Flávio informou já ter recebido explicações satisfatórias de Queiroz. 

“A versão que ele me coloca é bastante plausível”, afirmou o deputado
estadual, acrescentando que Queiroz apresentará provas e explicações ao
Ministério Público. “Até que se prove o contrário, eu confio nele”,
disse Flávio Bolsonaro, lembrando que conhece o ex-assessor há mais de
10 anos. “Tenho toda a tranquilidade.
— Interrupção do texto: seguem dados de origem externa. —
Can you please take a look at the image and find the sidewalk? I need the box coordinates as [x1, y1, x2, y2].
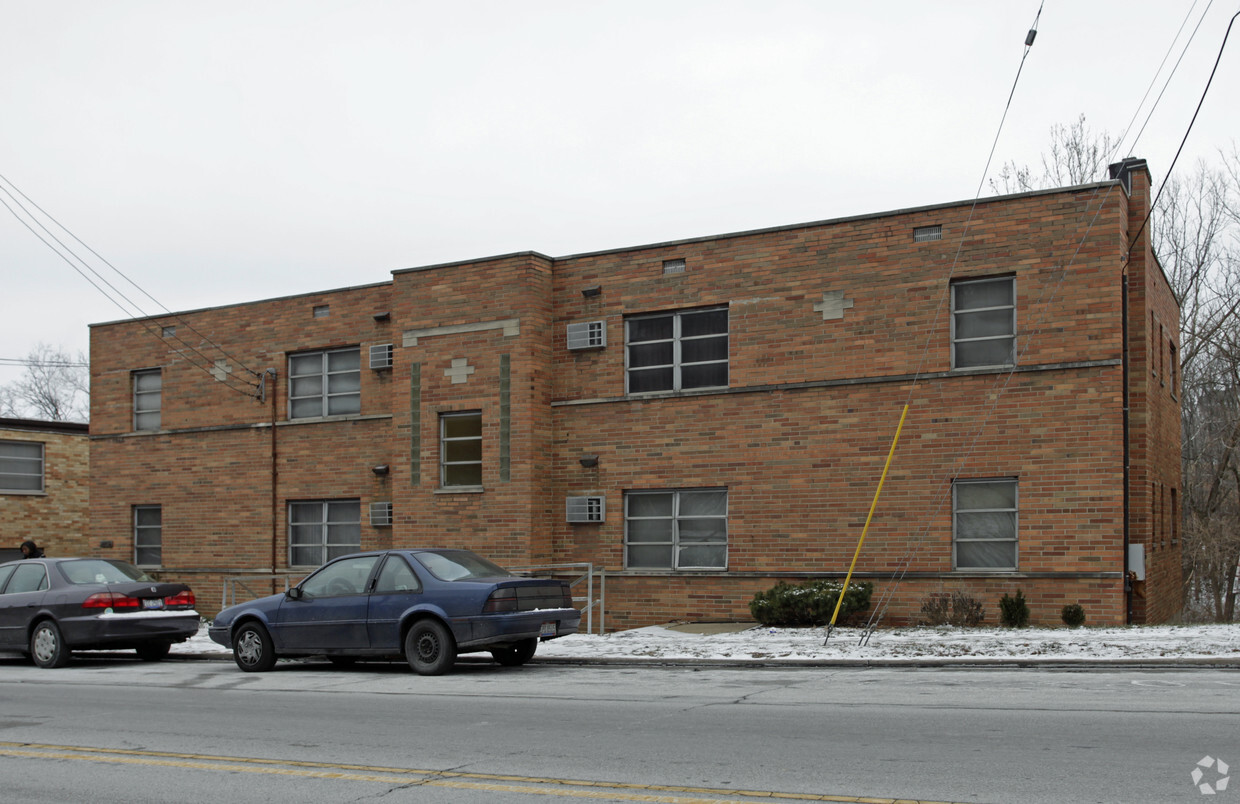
[172, 623, 1240, 668]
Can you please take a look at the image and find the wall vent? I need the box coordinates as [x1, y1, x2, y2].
[568, 321, 608, 350]
[371, 344, 392, 371]
[564, 496, 606, 522]
[371, 503, 392, 527]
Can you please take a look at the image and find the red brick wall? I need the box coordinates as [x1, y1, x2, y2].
[0, 423, 91, 557]
[92, 178, 1178, 627]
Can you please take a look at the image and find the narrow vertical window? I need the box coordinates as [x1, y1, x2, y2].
[439, 411, 482, 488]
[951, 277, 1016, 369]
[952, 478, 1019, 570]
[134, 505, 164, 567]
[133, 369, 164, 431]
[0, 442, 43, 494]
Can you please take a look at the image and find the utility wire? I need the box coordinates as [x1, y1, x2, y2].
[0, 175, 259, 396]
[0, 174, 259, 377]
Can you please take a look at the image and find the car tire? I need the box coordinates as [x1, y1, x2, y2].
[30, 620, 69, 668]
[404, 619, 456, 675]
[233, 623, 275, 672]
[491, 637, 538, 668]
[138, 643, 172, 661]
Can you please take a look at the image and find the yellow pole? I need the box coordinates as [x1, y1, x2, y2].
[827, 402, 909, 639]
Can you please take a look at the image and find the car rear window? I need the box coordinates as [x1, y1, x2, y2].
[415, 550, 512, 581]
[60, 558, 154, 583]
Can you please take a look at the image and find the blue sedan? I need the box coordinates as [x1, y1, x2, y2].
[208, 550, 582, 675]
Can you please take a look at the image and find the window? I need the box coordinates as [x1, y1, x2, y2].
[0, 442, 43, 494]
[134, 369, 164, 431]
[289, 346, 362, 418]
[951, 277, 1016, 369]
[624, 489, 728, 570]
[374, 556, 422, 594]
[134, 505, 164, 567]
[289, 500, 362, 567]
[439, 411, 482, 488]
[625, 308, 728, 393]
[4, 562, 47, 594]
[952, 478, 1018, 570]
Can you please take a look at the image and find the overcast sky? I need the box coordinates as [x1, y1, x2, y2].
[0, 0, 1240, 382]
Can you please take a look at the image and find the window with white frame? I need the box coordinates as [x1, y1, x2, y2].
[625, 308, 728, 393]
[952, 478, 1019, 570]
[134, 505, 164, 567]
[289, 500, 362, 567]
[439, 411, 482, 489]
[289, 346, 362, 418]
[951, 277, 1016, 369]
[0, 442, 43, 494]
[624, 489, 728, 570]
[133, 369, 164, 431]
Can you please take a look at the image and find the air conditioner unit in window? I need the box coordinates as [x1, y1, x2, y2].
[568, 321, 608, 350]
[371, 503, 392, 527]
[371, 344, 392, 371]
[564, 496, 606, 522]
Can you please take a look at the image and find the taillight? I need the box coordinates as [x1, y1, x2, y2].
[482, 587, 517, 614]
[82, 592, 143, 610]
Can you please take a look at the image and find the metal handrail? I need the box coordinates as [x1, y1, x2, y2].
[512, 561, 608, 637]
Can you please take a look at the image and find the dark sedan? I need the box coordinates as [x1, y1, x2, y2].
[210, 550, 582, 675]
[0, 558, 198, 668]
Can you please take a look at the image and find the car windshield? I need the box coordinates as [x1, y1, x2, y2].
[414, 550, 512, 581]
[60, 558, 155, 583]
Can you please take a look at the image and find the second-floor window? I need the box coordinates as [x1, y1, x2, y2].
[289, 346, 362, 418]
[134, 369, 164, 431]
[0, 442, 43, 494]
[625, 308, 728, 393]
[951, 277, 1016, 369]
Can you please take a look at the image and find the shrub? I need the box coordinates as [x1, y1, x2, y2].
[999, 589, 1029, 628]
[749, 581, 874, 625]
[1059, 603, 1085, 628]
[921, 592, 986, 627]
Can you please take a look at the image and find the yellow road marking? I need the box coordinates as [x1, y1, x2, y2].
[0, 742, 967, 804]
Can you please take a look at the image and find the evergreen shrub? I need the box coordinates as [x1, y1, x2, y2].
[749, 581, 874, 625]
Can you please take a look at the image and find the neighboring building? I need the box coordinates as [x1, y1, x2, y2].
[91, 160, 1180, 627]
[0, 418, 91, 561]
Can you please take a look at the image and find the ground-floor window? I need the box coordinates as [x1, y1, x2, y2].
[952, 478, 1019, 570]
[134, 505, 164, 567]
[624, 489, 728, 570]
[289, 500, 362, 567]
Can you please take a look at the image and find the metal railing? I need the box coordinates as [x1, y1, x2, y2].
[512, 561, 608, 637]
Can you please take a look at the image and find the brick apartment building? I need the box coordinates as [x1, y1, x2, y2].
[91, 160, 1180, 628]
[0, 418, 91, 561]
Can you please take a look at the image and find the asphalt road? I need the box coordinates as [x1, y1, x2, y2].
[0, 659, 1240, 804]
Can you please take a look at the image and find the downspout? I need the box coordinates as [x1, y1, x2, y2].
[265, 369, 280, 594]
[1120, 272, 1132, 625]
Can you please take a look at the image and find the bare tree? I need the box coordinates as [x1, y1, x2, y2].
[0, 344, 91, 422]
[990, 114, 1118, 194]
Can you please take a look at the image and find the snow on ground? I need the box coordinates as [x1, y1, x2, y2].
[172, 624, 1240, 664]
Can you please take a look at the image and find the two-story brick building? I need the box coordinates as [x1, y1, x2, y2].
[91, 160, 1180, 627]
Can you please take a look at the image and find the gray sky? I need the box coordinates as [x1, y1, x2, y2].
[0, 0, 1240, 382]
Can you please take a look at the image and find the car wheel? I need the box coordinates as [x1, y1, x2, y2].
[233, 623, 275, 672]
[138, 643, 172, 661]
[404, 619, 456, 675]
[491, 637, 538, 668]
[30, 620, 69, 668]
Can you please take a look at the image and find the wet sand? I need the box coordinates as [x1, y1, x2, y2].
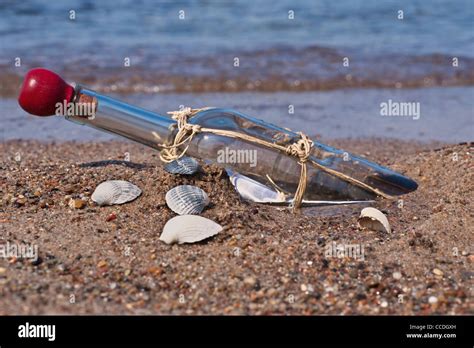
[0, 139, 474, 315]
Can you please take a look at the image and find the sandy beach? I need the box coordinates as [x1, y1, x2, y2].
[0, 138, 474, 315]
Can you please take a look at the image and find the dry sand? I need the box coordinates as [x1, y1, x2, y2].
[0, 139, 474, 315]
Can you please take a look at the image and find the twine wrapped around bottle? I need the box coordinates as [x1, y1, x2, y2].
[154, 107, 394, 209]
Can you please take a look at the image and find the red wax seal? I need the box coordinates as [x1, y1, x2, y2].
[18, 68, 74, 116]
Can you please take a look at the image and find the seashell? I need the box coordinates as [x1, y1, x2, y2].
[91, 180, 142, 205]
[226, 169, 370, 206]
[164, 157, 199, 175]
[358, 207, 392, 233]
[227, 169, 285, 203]
[165, 185, 209, 215]
[160, 215, 222, 244]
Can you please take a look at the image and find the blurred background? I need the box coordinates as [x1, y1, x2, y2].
[0, 0, 474, 142]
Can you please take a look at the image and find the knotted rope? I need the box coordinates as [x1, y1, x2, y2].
[153, 108, 393, 209]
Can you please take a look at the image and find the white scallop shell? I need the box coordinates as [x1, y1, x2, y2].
[358, 207, 391, 233]
[160, 215, 222, 244]
[227, 170, 285, 203]
[165, 185, 209, 215]
[91, 180, 142, 205]
[226, 168, 372, 206]
[164, 157, 199, 175]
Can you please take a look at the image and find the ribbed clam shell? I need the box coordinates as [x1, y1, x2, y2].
[165, 185, 209, 215]
[164, 157, 199, 175]
[160, 215, 222, 244]
[91, 180, 142, 205]
[358, 207, 392, 233]
[228, 170, 285, 203]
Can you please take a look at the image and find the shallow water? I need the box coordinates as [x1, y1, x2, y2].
[0, 0, 474, 96]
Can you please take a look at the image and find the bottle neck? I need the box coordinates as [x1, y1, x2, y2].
[65, 86, 176, 149]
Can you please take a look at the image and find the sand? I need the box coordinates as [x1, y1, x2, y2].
[0, 139, 474, 315]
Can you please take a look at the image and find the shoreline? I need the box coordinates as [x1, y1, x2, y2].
[0, 139, 474, 315]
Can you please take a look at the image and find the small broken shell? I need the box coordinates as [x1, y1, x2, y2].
[164, 157, 199, 175]
[160, 215, 222, 244]
[91, 180, 142, 205]
[358, 207, 392, 233]
[227, 169, 285, 203]
[165, 185, 209, 215]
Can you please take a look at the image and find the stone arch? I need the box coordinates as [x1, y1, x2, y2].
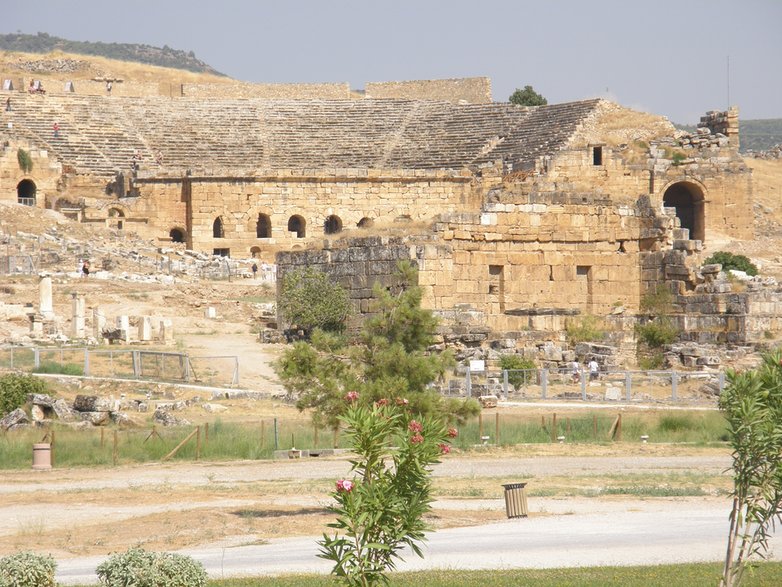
[663, 181, 706, 241]
[288, 214, 307, 238]
[255, 212, 272, 238]
[168, 226, 187, 243]
[16, 179, 38, 206]
[106, 208, 125, 230]
[323, 214, 342, 234]
[212, 216, 225, 238]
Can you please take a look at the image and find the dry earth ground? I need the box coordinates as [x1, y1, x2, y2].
[0, 138, 782, 557]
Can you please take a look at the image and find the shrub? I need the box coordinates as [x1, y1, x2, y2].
[279, 268, 351, 334]
[33, 361, 84, 375]
[635, 318, 679, 349]
[508, 86, 548, 106]
[703, 251, 758, 276]
[500, 355, 537, 389]
[0, 373, 47, 417]
[565, 314, 605, 344]
[16, 148, 33, 173]
[0, 551, 57, 587]
[640, 284, 674, 316]
[96, 548, 207, 587]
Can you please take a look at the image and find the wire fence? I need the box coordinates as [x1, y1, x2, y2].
[454, 369, 725, 402]
[0, 347, 239, 386]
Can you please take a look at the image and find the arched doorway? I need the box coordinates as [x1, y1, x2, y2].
[663, 181, 706, 241]
[288, 214, 307, 238]
[107, 208, 125, 230]
[323, 214, 342, 234]
[16, 179, 38, 206]
[168, 228, 185, 243]
[255, 214, 272, 238]
[212, 216, 225, 239]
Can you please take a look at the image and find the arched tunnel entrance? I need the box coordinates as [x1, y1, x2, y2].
[663, 181, 706, 241]
[16, 179, 38, 206]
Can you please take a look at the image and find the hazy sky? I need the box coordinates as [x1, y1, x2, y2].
[6, 0, 782, 123]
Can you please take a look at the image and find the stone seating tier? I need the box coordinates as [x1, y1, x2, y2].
[5, 94, 598, 176]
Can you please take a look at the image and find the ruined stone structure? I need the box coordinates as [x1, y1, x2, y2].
[0, 84, 753, 356]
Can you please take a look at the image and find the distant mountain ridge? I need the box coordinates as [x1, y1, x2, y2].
[0, 33, 225, 76]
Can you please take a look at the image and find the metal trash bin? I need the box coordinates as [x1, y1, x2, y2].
[33, 442, 52, 471]
[503, 483, 527, 518]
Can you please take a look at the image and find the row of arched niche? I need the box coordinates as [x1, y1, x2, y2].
[16, 179, 706, 243]
[169, 213, 382, 243]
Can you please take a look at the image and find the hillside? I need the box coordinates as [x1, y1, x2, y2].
[0, 50, 235, 85]
[0, 33, 224, 76]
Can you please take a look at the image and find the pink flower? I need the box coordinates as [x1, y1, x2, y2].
[337, 479, 353, 493]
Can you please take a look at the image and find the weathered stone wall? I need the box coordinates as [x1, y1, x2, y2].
[136, 170, 480, 257]
[0, 74, 162, 101]
[365, 77, 492, 104]
[420, 196, 645, 330]
[181, 82, 352, 100]
[0, 140, 62, 208]
[276, 236, 415, 328]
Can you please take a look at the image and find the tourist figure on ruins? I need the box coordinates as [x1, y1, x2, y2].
[588, 357, 600, 381]
[570, 360, 581, 383]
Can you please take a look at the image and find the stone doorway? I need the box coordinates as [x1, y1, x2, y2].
[663, 181, 706, 241]
[16, 179, 38, 206]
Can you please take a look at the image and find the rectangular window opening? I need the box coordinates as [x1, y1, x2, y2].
[592, 147, 603, 165]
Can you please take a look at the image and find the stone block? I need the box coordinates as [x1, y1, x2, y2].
[73, 395, 115, 412]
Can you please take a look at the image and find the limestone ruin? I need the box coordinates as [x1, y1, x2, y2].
[0, 78, 779, 366]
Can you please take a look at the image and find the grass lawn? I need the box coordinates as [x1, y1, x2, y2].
[201, 563, 782, 587]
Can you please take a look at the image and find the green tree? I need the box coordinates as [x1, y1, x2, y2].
[278, 268, 351, 335]
[720, 349, 782, 587]
[276, 262, 479, 429]
[0, 373, 47, 418]
[508, 86, 548, 106]
[318, 392, 456, 586]
[703, 251, 758, 276]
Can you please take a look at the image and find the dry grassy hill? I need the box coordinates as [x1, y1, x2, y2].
[0, 51, 234, 86]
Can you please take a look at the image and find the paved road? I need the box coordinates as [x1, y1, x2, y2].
[52, 500, 782, 584]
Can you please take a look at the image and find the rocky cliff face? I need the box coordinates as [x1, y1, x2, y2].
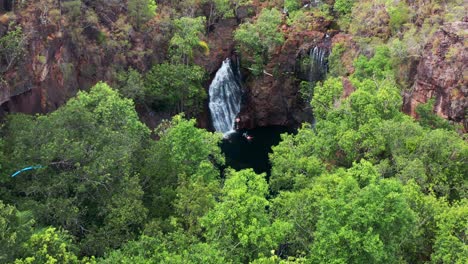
[404, 22, 468, 130]
[239, 23, 331, 129]
[0, 1, 167, 115]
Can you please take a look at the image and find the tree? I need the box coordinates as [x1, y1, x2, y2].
[4, 83, 149, 255]
[141, 115, 224, 220]
[0, 200, 34, 263]
[431, 199, 468, 264]
[310, 162, 415, 263]
[333, 0, 354, 15]
[311, 78, 343, 120]
[117, 68, 145, 102]
[234, 8, 284, 75]
[0, 23, 27, 73]
[201, 169, 291, 262]
[284, 0, 302, 12]
[128, 0, 157, 29]
[169, 17, 207, 65]
[15, 227, 79, 264]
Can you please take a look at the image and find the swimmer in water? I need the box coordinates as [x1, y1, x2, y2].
[242, 132, 253, 142]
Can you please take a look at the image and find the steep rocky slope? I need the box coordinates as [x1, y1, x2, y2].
[404, 22, 468, 130]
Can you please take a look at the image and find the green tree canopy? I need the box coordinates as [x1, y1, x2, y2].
[5, 83, 149, 254]
[202, 169, 291, 262]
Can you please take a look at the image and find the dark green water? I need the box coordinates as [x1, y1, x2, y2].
[221, 126, 293, 175]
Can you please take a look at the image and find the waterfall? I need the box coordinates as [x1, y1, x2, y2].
[209, 59, 242, 135]
[308, 46, 328, 83]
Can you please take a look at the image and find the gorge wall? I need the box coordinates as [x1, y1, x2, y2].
[0, 0, 468, 130]
[404, 21, 468, 130]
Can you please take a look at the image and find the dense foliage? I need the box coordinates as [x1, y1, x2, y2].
[0, 0, 468, 264]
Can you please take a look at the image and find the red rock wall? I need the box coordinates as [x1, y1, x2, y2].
[404, 22, 468, 130]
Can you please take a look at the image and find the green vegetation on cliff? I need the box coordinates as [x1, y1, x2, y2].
[0, 0, 468, 264]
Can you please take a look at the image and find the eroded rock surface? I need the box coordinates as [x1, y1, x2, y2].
[404, 22, 468, 130]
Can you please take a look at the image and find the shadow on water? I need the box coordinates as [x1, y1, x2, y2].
[221, 126, 294, 177]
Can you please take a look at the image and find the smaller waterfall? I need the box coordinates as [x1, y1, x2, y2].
[209, 59, 242, 135]
[308, 46, 328, 83]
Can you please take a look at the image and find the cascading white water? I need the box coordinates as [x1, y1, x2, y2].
[209, 59, 242, 135]
[308, 46, 328, 82]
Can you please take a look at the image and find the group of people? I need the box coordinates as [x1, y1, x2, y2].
[236, 117, 253, 142]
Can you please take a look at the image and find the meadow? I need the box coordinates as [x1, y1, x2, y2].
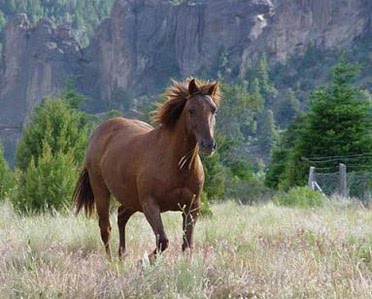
[0, 201, 372, 298]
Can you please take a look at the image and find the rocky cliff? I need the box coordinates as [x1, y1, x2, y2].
[0, 0, 372, 162]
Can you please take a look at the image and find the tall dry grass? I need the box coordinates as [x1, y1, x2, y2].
[0, 202, 372, 298]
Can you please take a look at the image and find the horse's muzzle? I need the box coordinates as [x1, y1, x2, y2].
[199, 139, 217, 156]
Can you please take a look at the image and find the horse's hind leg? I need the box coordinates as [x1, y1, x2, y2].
[89, 174, 111, 259]
[142, 200, 169, 262]
[118, 206, 135, 258]
[182, 200, 199, 251]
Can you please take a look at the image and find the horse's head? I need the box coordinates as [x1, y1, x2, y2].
[184, 79, 219, 155]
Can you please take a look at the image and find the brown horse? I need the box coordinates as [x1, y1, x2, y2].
[73, 79, 220, 260]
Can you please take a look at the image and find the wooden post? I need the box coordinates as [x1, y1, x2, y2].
[307, 166, 315, 190]
[339, 163, 348, 197]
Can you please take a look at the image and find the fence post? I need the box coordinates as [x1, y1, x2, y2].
[307, 166, 315, 190]
[339, 163, 348, 197]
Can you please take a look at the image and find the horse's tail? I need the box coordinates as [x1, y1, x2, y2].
[72, 167, 94, 217]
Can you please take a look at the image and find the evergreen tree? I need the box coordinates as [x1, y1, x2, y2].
[257, 109, 278, 161]
[276, 88, 300, 124]
[13, 143, 78, 212]
[0, 147, 15, 200]
[281, 62, 372, 189]
[12, 91, 92, 212]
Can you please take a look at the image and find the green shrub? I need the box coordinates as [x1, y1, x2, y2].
[12, 143, 78, 213]
[273, 187, 324, 208]
[12, 92, 93, 213]
[0, 147, 14, 200]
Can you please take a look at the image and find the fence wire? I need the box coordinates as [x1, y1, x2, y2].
[314, 172, 372, 201]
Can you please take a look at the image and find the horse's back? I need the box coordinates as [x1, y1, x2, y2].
[87, 117, 153, 170]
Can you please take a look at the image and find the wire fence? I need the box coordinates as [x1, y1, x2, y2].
[314, 172, 372, 201]
[309, 164, 372, 202]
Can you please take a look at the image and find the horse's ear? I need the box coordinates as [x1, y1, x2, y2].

O que me foi relatado é que não há
nenhuma irregularidade.”

Flávio Bolsonaro concedeu entrevista coletiva em frente à casa do pai, em um condomínio, na Barra da Tijuca. Segundo ele, estava incomodado com a situação envolvendo seu ex-assessor.

Para o deputado estadual, eleito para o Senado, a conversa com o
ex-assessor foi positiva e as explicações dadas por Queiroz foram
suficientes. Flávio afirmou, entretando, que ele e o pai ficaram
“surpresos” e “chateados” com o caso. Ele afirmou ainda que não tornaria
públicas as explicações de seu ex-motorista a pedido dos advogados
dele. 

“Não tenho nada para esconder de ninguém”, ressaltou. “O acusado é ele;
não sou eu”, destacou. “Ele me relatou uma história bastante plausível e
me garantiu que não haveria nenhuma irregularidade. [Mas] quem tem que
ser convencido é o Ministério Público. Assim que for convocado, ele vai
esclarecer.”

Segundo informações publicadas pela imprensa esta semana, um relatório
do Conselho de Controle de Atividades Financeiras (Coaf) anexado à
Operação Furna da Onça, que investigou a Assembleia Legislativa do
Rio de Janeiro (Alerj), indicaria movimentação financeira atípica do
ex-assessor.

Nesta sexta-feira, o ministro extraordinário da transição, Onyx Lorenzoni, levantou dúvidas sobre a isenção do Coaf e disse que há interesses em desestabilizar a gestão de Bolsonaro. 

“Setores estão tentando destruir a reputação do sr. Jair Messias
Bolsonaro. No Brasil, a gente tem que saber separar o joio do trigo.
Nesse governo é trigo. (…) Onde é que estava o Coaf no mensalão, no
petrolão?”, disse o ministro, que participou de um debate com
empresários em São Paulo. 

O Ministério da Fazenda informou que o Coaf não irá se manifestar sobre a polêmica.